Five years after their initial inquiry into the matter, the FCC hopes to obtain an updated understanding of these mobile information security and privacy issues. Comments are due by July 13, and reply comments are due by July 30.

OlenderFeldman LLP was interviewed by Jennifer Banzaca of the Hedge Fund Law Report for a three part series entitled, “What Concerns Do Mobile Devices Present for Hedge Fund Managers, and How Should Those Concerns Be Addressed?” (Subscription required; Free two week subscription available.) Some excerpts of the topics Jennifer and Aaron discussed follow. You can read the  first entry here.

Eavesdropping

[A]s observed by Aaron Messing, a Corporate & Information Privacy Lawyer at OlenderFeldman LLP, “Phones have cameras and video cameras, and therefore, the phone can be used as a bugging device.”

Location Privacy

[M]any mobile devices or apps can broadcast the location of the user.  Messing explained that these can be some of the most problematic apps for hedge fund managers because they can communicate information about a firm’s activities through tracking of a firm employee.  For instance, a person tracking a mobile device user may be able to glean information about a firm’s contemplated investments if the mobile device user visits the target portfolio company.  Messing explained, “It is really amazing the amount of information you can glean just from someone’s location.  It can present some actionable intelligence.  General e-mails can have a lot more meaning if you know someone’s location.  Some people think this concern is overblown, but whenever you can collect disparate pieces of information, aggregating all those seemingly innocuous pieces of information can put together a very compelling picture of what is going on.”

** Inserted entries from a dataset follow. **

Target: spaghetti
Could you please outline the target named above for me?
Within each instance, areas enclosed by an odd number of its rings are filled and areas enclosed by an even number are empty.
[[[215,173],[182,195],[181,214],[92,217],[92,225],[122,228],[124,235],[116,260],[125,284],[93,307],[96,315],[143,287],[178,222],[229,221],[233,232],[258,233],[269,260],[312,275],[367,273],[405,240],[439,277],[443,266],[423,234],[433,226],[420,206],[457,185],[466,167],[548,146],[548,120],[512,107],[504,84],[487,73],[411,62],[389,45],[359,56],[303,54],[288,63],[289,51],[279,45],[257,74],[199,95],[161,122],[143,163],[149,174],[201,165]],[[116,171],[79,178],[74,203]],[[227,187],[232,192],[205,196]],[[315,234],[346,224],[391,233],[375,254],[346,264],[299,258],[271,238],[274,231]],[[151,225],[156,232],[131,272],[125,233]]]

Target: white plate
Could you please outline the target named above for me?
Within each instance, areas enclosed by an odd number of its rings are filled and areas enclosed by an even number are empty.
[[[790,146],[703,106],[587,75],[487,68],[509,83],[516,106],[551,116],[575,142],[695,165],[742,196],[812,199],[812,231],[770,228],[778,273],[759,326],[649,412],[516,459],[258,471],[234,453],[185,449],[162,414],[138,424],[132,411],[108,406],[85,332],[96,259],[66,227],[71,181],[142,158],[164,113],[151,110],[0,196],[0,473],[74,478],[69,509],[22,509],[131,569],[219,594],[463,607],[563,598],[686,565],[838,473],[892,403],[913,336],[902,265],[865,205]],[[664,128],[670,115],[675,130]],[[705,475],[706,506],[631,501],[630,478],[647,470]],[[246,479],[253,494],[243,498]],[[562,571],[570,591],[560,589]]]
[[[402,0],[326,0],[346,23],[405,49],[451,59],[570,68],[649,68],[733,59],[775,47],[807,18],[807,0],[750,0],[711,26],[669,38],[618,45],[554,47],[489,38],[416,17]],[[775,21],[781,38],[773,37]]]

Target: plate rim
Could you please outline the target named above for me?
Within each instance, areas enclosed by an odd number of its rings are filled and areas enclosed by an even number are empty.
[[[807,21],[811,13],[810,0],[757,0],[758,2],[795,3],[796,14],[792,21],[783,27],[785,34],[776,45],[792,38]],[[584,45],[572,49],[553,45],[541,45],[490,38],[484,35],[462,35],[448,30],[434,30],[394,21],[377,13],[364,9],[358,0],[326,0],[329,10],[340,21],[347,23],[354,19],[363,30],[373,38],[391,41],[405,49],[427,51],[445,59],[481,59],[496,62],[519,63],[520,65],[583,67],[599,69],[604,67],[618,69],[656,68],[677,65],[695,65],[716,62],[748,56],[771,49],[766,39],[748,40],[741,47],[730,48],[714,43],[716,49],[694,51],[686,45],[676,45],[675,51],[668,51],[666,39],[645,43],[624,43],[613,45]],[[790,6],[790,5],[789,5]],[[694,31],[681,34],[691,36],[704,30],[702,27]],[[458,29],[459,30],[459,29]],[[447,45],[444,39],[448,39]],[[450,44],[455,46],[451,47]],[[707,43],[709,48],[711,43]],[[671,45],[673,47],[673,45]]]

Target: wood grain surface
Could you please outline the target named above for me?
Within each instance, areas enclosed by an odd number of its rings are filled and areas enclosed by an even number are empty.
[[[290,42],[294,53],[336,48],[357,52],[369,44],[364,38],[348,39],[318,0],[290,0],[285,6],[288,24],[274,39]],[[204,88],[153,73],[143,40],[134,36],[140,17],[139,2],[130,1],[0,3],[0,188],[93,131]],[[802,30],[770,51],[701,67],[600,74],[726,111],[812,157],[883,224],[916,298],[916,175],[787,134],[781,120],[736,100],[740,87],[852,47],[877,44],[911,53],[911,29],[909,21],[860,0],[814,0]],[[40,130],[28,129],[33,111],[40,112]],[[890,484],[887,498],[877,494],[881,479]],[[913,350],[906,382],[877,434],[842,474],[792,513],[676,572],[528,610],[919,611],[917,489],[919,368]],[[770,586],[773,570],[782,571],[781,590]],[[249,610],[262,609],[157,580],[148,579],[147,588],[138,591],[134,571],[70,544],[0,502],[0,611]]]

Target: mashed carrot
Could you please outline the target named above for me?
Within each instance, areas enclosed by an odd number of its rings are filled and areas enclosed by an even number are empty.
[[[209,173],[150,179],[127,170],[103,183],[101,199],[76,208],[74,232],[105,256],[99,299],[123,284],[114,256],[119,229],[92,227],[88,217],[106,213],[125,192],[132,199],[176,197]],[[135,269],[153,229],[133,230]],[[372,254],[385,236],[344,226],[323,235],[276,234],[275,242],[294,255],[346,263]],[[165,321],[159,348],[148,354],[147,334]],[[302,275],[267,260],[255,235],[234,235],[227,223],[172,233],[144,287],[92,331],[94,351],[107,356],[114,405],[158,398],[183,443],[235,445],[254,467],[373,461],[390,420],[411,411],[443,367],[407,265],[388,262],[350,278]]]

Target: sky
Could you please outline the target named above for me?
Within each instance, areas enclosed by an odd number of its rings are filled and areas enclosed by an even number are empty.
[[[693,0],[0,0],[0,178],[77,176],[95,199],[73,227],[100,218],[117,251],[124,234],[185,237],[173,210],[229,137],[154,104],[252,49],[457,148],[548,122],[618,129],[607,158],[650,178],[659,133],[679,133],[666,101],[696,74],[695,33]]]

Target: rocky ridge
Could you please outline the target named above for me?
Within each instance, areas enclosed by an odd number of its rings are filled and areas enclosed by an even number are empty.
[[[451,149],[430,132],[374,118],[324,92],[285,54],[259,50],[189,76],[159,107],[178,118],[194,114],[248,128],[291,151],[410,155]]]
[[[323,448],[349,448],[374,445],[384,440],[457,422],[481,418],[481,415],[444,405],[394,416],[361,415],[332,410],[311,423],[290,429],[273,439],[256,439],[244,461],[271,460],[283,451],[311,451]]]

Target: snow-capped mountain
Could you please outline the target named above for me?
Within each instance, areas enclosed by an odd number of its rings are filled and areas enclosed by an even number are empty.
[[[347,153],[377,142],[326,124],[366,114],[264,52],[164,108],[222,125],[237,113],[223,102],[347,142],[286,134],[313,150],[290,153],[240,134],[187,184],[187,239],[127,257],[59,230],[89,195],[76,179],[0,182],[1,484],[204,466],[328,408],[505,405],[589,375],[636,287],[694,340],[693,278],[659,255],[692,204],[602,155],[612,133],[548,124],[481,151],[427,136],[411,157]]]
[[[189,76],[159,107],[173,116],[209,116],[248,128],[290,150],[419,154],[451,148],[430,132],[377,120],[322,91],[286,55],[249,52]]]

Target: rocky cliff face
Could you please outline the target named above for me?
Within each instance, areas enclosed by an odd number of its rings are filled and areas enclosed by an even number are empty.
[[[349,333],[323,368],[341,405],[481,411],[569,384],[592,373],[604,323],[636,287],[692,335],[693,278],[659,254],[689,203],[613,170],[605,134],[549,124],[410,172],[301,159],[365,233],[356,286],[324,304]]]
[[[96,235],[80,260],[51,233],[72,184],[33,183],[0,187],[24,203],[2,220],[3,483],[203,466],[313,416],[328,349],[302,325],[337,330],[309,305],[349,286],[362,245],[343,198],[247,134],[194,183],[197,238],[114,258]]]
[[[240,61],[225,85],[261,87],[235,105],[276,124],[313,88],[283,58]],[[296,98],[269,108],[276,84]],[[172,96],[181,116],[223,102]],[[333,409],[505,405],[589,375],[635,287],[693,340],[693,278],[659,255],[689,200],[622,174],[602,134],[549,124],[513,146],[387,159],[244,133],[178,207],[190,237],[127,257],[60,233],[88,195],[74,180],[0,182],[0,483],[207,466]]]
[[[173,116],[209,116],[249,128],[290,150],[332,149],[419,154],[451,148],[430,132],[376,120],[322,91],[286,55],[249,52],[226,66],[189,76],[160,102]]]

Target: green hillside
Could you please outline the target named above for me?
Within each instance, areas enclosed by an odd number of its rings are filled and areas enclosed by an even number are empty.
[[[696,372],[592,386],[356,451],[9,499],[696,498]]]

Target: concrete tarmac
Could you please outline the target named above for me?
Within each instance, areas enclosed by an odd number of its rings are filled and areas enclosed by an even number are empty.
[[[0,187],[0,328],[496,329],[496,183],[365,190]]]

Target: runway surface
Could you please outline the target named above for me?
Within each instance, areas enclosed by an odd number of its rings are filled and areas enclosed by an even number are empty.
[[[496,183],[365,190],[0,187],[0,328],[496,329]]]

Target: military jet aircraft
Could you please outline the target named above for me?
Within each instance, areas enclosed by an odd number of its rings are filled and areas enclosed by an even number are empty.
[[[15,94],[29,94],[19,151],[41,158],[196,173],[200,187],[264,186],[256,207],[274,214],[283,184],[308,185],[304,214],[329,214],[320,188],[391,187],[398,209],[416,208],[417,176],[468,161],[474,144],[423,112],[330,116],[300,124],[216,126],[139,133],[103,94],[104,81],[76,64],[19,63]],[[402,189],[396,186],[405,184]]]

Additionally, as Messing explained, “Some hedge fund managers are concerned with location-based social networks and apps, like Foursquare, which advertises that users are at certain places.  You should worry whether that tips someone off as to whom you were meeting with or companies you are potentially investing in.  These things are seemingly harmless in someone’s personal life, but this information could wind up in the wrong hands.  People can potentially piece together all of these data points and perhaps figure out what an employee is up to or what the employee is working on.  For a hedge fund manager, this tracking can have serious consequences.  It is hard to rely on technology to block all of those apps and functions because the minute you address something like Foursquare, a dozen new things just like it pop up.  To some degree you have to rely on education, training and responsible use by your employees.”

Books and Records Retention

Messing explained that while e-mails are generally simple to save and archive, text messages and other messaging types present new challenges for hedge fund managers.  Nonetheless, as Marsh cautioned, “Regardless of the type of messaging system that is used, all types of business-related electronic communications must be captured and archived.  There is no exception to those rules.  There is no exception for people using cell phones.  If I send a text message or if I post something to my Twitter account or Facebook account and it is related to business, it has to be captured.”

Advertising and Communications Concerns

OlenderFeldman’s Messing further explained on this topic, “Social media tends to blur these lines between personal and professional communications because many social media sites do not delineate between personal use and business use.  While there is not any clear guidance on whether using social networking and ‘liking’ various pages constitutes advertising, it is still a concern for hedge fund managers.  You can have your employees include disclaimers that their views are not reflective of the views of the company or that comments, likes or re-Tweets do not constitute an endorsement.  However, you still should have proper policies and procedures in place to address the use of social media, and you have to educate your employees about acceptable usage.”